Posted: 8:00 am Sunday, June 18th, 2017

Still slow going in Congress on Trump legislative agenda 

By Staff Writer

With two legislative work weeks left this month, Republicans in the Congress have yet to find the magic formula to unleash action on President Donald Trump’s legislative agenda, as most of the big ticket items are still stalled behind a GOP push on health care legislation, which remains the subject of closed door Republican negotiations in the U.S. Senate.

Here’s where we stand on Capitol Hill:

1. Health care. Health care. Health care. This could be a pivotal week for Republicans in the Senate, as they try to make headway on a health care overhaul deal. If there is going to be a vote on a GOP health care bill before lawmakers leave for a July Fourth break, that would have to happen next week – which means this week would have to produce some kind of legislative breakthrough for Republicans. I can find you ten reasons why this process looks like it could turn into a burning trash dumpster at any minute. But I can also find you a lot of people who think the GOP will pull a legislative rabbit out of the hat and push something over the goal line. Whether that happens in June or July is not clear. We should have a better idea of what’s next in coming days. Democrats are trying to keep the focus on the secret talks – the GOP is having none of that.

2. 2018 budget gets more behind schedule every day. Republicans in Congress know they have no chance to finish the dozen spending bills to fund the federal government by October 1, the start of the new fiscal year. The only question is how they deal with it. As of now, no funding bills for next year have been approved. Usually, that work begins in earnest in the month of June, but a delayed Trump budget slowed that process down. There are some in the GOP who are already making the case that the GOP should scrap the regular dozen appropriations bills, and just roll every bill into a big Omnibus spending measure and pass it BEFORE lawmakers go home for their August break. I’m not sure that’s going to happen, but it’s pretty interesting that it is even being discussed by the GOP.

3. Don’t hold your breath on tax bill or infrastructure. While President Trump and Congressional leaders keep talking up their work on tax cuts, tax reform, and new money for roads and bridges – that doesn’t mean anything is going to get voted on anytime soon. As of now, the Trump White House doesn’t plan to unveil a tax bill until after Labor Day, and the same goes for an infrastructure bill. One reason is that none of that can get done until the Rubik’s cube of health care gets solved by Republicans in the Congress.
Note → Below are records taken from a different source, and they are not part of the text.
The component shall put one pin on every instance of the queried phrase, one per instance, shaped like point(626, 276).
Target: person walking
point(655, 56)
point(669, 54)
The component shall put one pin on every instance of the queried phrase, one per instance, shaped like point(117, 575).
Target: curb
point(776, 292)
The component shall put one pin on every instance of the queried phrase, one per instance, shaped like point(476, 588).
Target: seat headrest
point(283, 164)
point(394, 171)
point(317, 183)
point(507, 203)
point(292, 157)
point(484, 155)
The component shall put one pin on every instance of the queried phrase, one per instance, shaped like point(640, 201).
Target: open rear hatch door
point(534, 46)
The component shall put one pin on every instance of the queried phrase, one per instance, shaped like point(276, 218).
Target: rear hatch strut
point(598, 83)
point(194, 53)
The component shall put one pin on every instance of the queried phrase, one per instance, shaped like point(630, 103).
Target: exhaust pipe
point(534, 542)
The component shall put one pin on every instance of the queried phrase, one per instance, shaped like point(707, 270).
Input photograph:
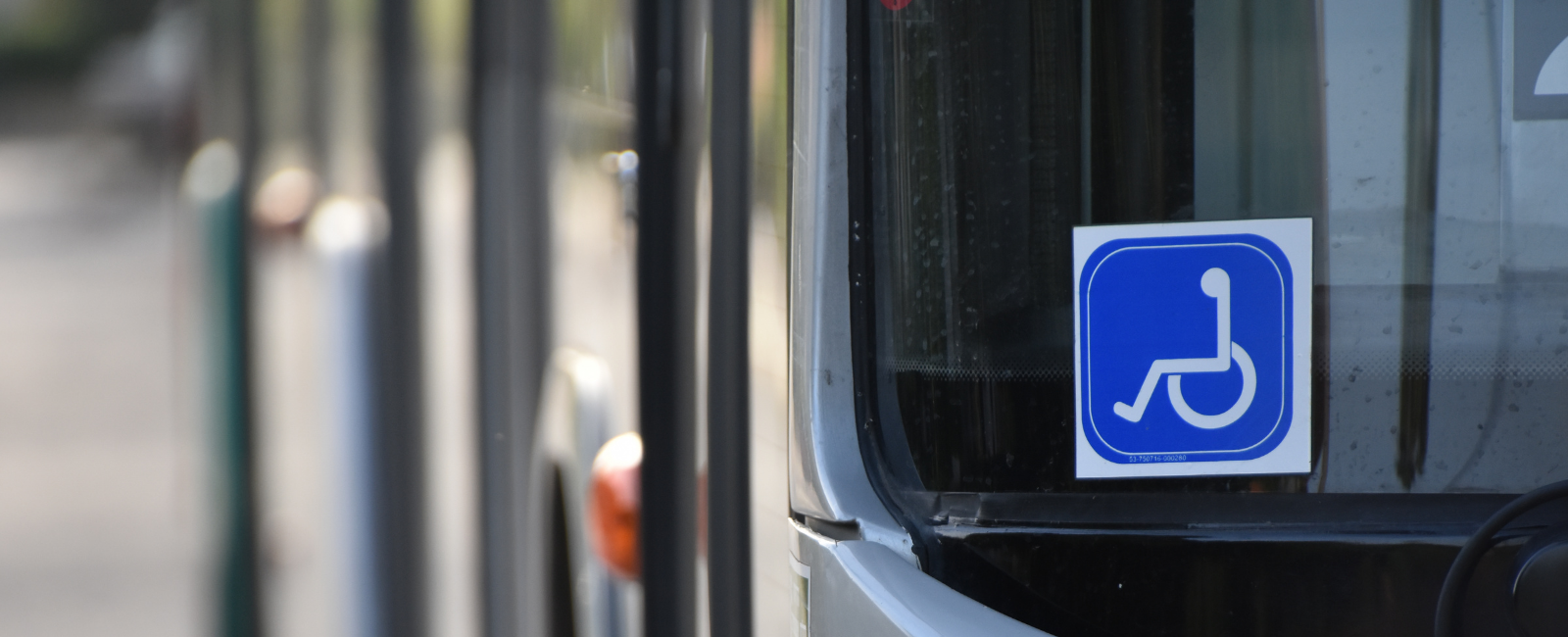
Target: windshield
point(1440, 303)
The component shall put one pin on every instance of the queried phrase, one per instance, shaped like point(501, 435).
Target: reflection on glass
point(998, 125)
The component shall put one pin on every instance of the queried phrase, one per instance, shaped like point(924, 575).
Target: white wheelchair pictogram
point(1215, 282)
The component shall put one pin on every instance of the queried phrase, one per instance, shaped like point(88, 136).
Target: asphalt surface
point(104, 514)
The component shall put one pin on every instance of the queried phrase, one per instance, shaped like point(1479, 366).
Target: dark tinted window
point(996, 125)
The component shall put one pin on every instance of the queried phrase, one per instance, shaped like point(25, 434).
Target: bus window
point(996, 127)
point(1440, 322)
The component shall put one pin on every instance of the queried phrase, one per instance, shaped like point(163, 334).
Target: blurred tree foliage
point(54, 39)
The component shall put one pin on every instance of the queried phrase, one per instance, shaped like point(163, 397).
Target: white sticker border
point(1294, 237)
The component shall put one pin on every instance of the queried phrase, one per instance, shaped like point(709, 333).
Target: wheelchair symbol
point(1214, 282)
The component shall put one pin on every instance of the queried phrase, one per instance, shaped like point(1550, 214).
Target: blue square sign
point(1194, 349)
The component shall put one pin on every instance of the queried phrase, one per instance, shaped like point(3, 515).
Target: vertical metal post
point(665, 323)
point(509, 41)
point(1421, 204)
point(728, 378)
point(229, 102)
point(399, 405)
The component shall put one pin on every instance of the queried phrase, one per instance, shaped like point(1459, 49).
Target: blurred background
point(104, 472)
point(208, 242)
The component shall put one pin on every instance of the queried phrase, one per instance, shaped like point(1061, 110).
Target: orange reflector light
point(613, 504)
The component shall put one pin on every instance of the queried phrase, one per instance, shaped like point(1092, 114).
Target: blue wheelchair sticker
point(1188, 355)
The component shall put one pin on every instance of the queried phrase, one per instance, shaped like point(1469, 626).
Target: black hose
point(1447, 613)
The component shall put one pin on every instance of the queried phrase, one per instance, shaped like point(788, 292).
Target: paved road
point(101, 480)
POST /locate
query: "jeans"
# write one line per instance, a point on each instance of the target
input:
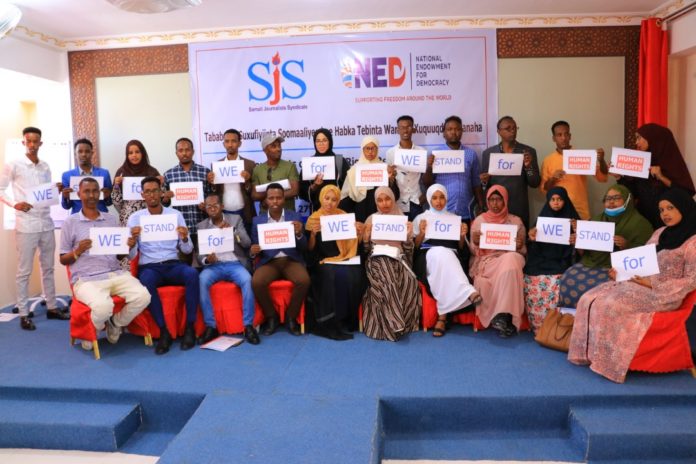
(230, 271)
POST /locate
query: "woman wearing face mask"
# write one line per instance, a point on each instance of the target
(612, 319)
(546, 262)
(440, 264)
(631, 230)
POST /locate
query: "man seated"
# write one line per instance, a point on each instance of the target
(228, 266)
(284, 263)
(96, 278)
(159, 264)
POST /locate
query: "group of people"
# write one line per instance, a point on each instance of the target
(382, 279)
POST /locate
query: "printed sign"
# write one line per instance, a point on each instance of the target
(581, 162)
(313, 165)
(75, 185)
(158, 227)
(498, 237)
(595, 235)
(638, 261)
(448, 161)
(276, 235)
(215, 240)
(506, 164)
(109, 240)
(632, 163)
(371, 175)
(338, 227)
(389, 227)
(228, 172)
(553, 230)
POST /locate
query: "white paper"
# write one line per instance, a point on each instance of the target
(187, 193)
(313, 165)
(215, 240)
(553, 230)
(581, 162)
(75, 185)
(228, 172)
(411, 160)
(638, 261)
(158, 227)
(338, 227)
(632, 163)
(131, 188)
(276, 235)
(109, 240)
(389, 227)
(595, 235)
(43, 195)
(498, 237)
(448, 161)
(505, 164)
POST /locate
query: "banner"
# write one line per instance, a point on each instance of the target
(289, 85)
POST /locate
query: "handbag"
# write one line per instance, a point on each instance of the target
(555, 331)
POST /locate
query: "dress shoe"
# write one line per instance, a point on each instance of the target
(164, 342)
(210, 333)
(26, 323)
(189, 340)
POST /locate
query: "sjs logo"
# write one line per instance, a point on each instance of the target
(278, 83)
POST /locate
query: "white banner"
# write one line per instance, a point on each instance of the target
(290, 85)
(109, 240)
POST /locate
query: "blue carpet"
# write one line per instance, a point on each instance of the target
(305, 399)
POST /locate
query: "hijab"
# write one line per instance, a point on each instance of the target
(674, 236)
(346, 248)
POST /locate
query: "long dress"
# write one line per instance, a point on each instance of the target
(392, 302)
(612, 319)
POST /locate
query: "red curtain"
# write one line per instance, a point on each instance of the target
(652, 79)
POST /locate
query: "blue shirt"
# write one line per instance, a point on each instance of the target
(165, 250)
(76, 205)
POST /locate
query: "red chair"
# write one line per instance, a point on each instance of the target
(665, 346)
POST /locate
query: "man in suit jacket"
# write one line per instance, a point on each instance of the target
(284, 263)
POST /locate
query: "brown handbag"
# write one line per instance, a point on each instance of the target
(555, 331)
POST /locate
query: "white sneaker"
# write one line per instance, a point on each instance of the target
(113, 332)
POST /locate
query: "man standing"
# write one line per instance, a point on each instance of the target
(33, 227)
(96, 278)
(226, 266)
(552, 173)
(411, 197)
(275, 170)
(83, 158)
(516, 185)
(159, 264)
(236, 197)
(463, 189)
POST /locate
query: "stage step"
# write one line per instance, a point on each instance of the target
(643, 432)
(70, 425)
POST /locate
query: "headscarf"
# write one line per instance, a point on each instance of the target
(358, 194)
(666, 154)
(674, 236)
(630, 224)
(346, 248)
(491, 217)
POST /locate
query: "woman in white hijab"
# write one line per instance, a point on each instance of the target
(439, 264)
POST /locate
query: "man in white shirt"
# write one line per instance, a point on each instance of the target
(33, 226)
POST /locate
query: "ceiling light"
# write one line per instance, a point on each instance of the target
(153, 6)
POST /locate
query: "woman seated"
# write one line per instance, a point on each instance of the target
(546, 262)
(361, 200)
(631, 230)
(498, 273)
(392, 302)
(612, 319)
(336, 289)
(438, 263)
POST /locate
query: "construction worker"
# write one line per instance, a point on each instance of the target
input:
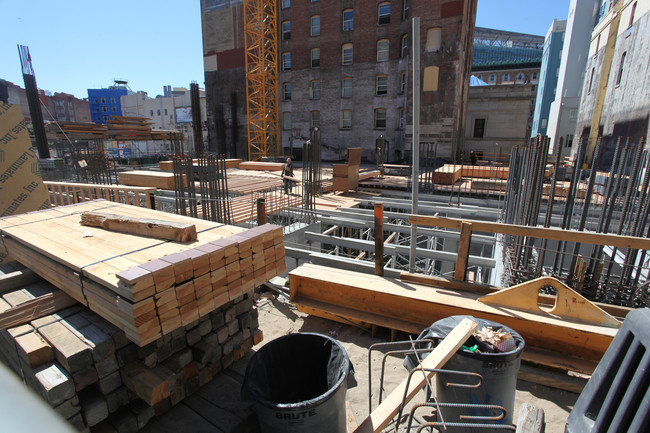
(287, 170)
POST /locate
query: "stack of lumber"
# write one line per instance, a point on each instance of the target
(552, 341)
(88, 131)
(129, 128)
(151, 179)
(95, 377)
(261, 166)
(145, 286)
(169, 165)
(346, 176)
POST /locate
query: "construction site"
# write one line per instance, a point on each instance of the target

So, those two big bullet points of the Trump agenda probably won’t be debated or voted on this summer, no matter how much the President or anyone else talks about it.

4. Trump will chalk up one achievement this week on the VA. On Tuesday, President Trump will sign into law a bipartisan bill to help reform the operations of the Department of Veterans Affairs. It’s the latest effort by the Congress to make it easier for officials to fire under performing employees at the VA, as previous laws have fallen short. VA Secretary David Shulkin has moved ahead with a series of internal reforms in recent months, but even he admits there are a lot of things to get done at that department. The good news is that there are a lot of members in both parties who want to help.

5. Trump nominations – delays by both parties. President Trump has made a regular part of his attacks against Democrats in Congress by calling Senate Democrats “obstructionists,” arguing they are slowing work on all of his nominations. In some ways, Democrats are slow walking a lot of nominations – but that’s only once they get to the Senate floor. Before then, the GOP controls the process, and one thing the Senate can’t control is how quickly the White House sends nominations to Capitol Hill. For example, it’s been ten days since President Trump made his choice for FBI Director – but the nomination papers still haven’t been sent to the Senate. You can’t hold hearings on an FBI nominee if the FBI nomination isn’t official.